Ôshima Nagisa, cinéaste unique en son genre, et précurseur de ce que la critique française appela la « Nouvelle vague japonaise » dans les années 1960-70, a discrètement tiré sa révérence le 15 janvier dernier, à l’âge de 80 ans victime d’une pneumonie, à l’hôpital de Fujisawa, après des années de paralysie, suite à un accident vasculaire cérébral en 1996, qui le laissa cloué sur une chaise-roulante… Sa disparition, survenant quelques semaines après celle de son ami Wakamatsu Kôji (qui fut producteur sur L’Empire des Sens, voir Zoom Japon n°25, novembre 2012) , entérine la fin de toute une époque, celle du cinéma japonais rebelle et créatif, où triomphaient l’anti-réalisme et l’imaginaire débridé, contre le courant du cinéma « classique » réaliste et social des années 1950.
Ceux qui l’ont bien connu (dont j’ai eu la chance de faire partie dans les années 1960-70 et jusqu’à son dernier film. Tabou (Gohatto, 2000) se rappellent évidemment sa forte personnalité anti-conformiste, ses assertions radicales et son rire homérique, qui n’épargnaient presque personne !
Bien avant son film le plus célèbre , le « scandaleux » L’Empire des sens (Ai no korida, 1976), plus facile à voir à Paris qu’à Tôkyô, où il fut impitoyablement censuré pour « pornographie », tandis que son auteur endurait un long procès, Ôshima avait déjà largement défrayé la chronique du cinéma nippon, en claquant la porte de la Shôchiku, en 1960, où il avait fait ses débuts comme assistant (notamment de Nomura Yoshitarô et de Ôba Hideo) puis comme réalisateur en 1959, avec l’hyper-réaliste Le Quartier de l’amour et de l’espoir (Ai to kibô no machi). La période Shôchiku sera brève. Après deux films bourrés d’énergie vitale en 1960, L’Enterrement du soleil (Taiyô no hakaba), et surtout son célèbre Contes cruels de la jeunesse (Seishun zankoku monogatari), film phare de la « Nouvelle vague » de la Shôchiku, avec les premiers films de Yoshida et Shinoda, Ôshima signe le brûlot politique Nuit et Brouillard du Japon (Nihon no yoru to kiri), en référence au fameux film d’Alain Resnais. Il y règle son compte à une certaine gauche japonaise, en plein milieu de la contestation anti-américaine par la jeunesse radicale. La Shôchiku ayant retiré le film de l’affiche au bout de quatre jours, le jeune Ôshima, alors âgé de 28 ans, quitte le studio avec fracas, et entame une carrière atypique, signant des films très différents de sujets et de style. Il crée en 1965 sa propre société, la Sôzô Sha, avec l’aide  de sa femme , l’actrice Koyama Akiko, qui joue dans la plupart de ses films. Les films « osés » et radicaux, à connotations sexuelles et politiques, s’enchaînent, des Plaisirs de la Chair (Etsuraku, 1965) au Traité des chansons paillardes japonaises (Nihon Shunkakô, 1967), et à La Pendaison (Kôshikei, 1968), où il attaque violemment le racisme anti-coréen, à travers le cas réel d’un violeur coréen condamné à mort. Ôshima est un cinéaste protéiforme, aux multiples facettes, contrairement à un Imamura Shôhei ou à un Yoshida, aux styles immédiatement reconnaissables.

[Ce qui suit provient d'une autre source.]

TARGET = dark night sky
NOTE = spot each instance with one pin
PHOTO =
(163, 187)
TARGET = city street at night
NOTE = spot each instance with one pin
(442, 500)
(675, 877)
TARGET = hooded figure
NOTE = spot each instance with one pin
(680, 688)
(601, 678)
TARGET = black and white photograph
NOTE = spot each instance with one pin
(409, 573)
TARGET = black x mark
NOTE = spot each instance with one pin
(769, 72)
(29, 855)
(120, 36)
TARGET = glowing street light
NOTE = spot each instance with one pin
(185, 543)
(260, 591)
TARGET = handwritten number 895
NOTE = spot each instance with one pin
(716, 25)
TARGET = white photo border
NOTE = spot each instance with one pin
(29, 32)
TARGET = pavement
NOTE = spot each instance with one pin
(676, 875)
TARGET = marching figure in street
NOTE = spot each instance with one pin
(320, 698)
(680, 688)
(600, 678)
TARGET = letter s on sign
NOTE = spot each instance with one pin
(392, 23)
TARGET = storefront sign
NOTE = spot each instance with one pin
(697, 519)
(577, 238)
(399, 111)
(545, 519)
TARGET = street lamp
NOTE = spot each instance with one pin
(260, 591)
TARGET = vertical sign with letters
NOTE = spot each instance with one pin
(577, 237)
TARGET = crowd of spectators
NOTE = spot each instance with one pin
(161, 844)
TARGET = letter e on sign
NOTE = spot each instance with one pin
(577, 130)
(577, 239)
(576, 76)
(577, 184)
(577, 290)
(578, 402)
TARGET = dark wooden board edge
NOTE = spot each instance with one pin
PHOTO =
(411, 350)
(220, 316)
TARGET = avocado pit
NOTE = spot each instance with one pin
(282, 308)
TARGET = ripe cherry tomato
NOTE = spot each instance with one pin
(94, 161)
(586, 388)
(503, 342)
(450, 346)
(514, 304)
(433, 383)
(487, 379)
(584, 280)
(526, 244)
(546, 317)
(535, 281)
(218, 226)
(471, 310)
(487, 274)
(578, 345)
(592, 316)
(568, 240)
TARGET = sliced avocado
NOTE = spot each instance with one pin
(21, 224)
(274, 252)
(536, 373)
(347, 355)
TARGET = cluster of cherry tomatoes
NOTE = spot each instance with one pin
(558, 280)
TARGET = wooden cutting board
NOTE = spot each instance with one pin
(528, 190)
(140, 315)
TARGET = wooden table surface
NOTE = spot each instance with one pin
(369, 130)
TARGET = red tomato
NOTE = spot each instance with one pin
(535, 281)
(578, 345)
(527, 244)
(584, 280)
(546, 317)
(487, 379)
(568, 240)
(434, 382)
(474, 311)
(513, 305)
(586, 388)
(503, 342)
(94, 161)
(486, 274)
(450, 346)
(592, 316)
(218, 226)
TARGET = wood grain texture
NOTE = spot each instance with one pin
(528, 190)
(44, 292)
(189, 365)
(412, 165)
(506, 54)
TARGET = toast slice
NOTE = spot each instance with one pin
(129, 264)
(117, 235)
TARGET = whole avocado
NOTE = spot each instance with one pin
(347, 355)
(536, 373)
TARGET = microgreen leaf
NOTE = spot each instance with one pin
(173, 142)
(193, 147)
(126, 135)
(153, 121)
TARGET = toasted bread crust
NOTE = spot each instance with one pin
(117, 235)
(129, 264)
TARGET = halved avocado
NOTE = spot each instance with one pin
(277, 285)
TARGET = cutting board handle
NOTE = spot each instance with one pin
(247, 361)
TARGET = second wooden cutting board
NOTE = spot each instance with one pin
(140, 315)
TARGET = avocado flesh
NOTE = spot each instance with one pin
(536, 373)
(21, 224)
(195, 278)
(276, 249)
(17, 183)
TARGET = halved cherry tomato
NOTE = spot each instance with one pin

Certains de ses films, comme La Pendaison ou  Le Petit garçon (Shônen, 1969), sont alors montrés en France, notamment à Avignon en 1969, grâce au distributeur Shibata Hayao et à sa compagne Kawakita Kazuko, et sont distribués. La Cérémonie (Gishiki), extraordinaire portrait éclaté d’une famille patricienne, est montré à la Quinzaine des Réalisateurs à Cannes en 1971. Ôshima réalise aussi plusieurs films de télévision. Mais c’est grâce au producteur français Anatole Dauman qu’Ôshima va accéder à la gloire internationale, avec le trop fameux L’Empire des sens (1976), tourné à huis-clos à Kyôto et présenté à la Quinzaine en 1976, dans un climat de scandale sexuel, en pleine révolution des mœurs ! Loin d’être un film « pornographique » épinglé par la censure nippone, Ai no Korida explorait à cru les limites de l’érotisme et de la mort, à travers un fait divers réel situé en 1936, en pleine poussée militariste au Japon.
Après L’Empire de la passion (Ai no bôrei), beau film en costumes qui remporta le Prix de la Mise en scène à Cannes en 1978, Ôshima signe Furyo (Senjô no Merry Xmas/ Merry Xmas Mr Lawrence, 1983), production britannique qui connut un très grand succès grâce à la confrontation érotique de David Bowie et de Sakamato Ryûichi (et grâce à la musique obsédante de ce dernier). Mais c’en était fini des grands films imaginatifs des années 1960-70. Max mon amour (1986), contant les amours singulières  de Charlotte Rampling et d’un chimpanzé, fut, malgré son sujet, une déception critique et un échec public.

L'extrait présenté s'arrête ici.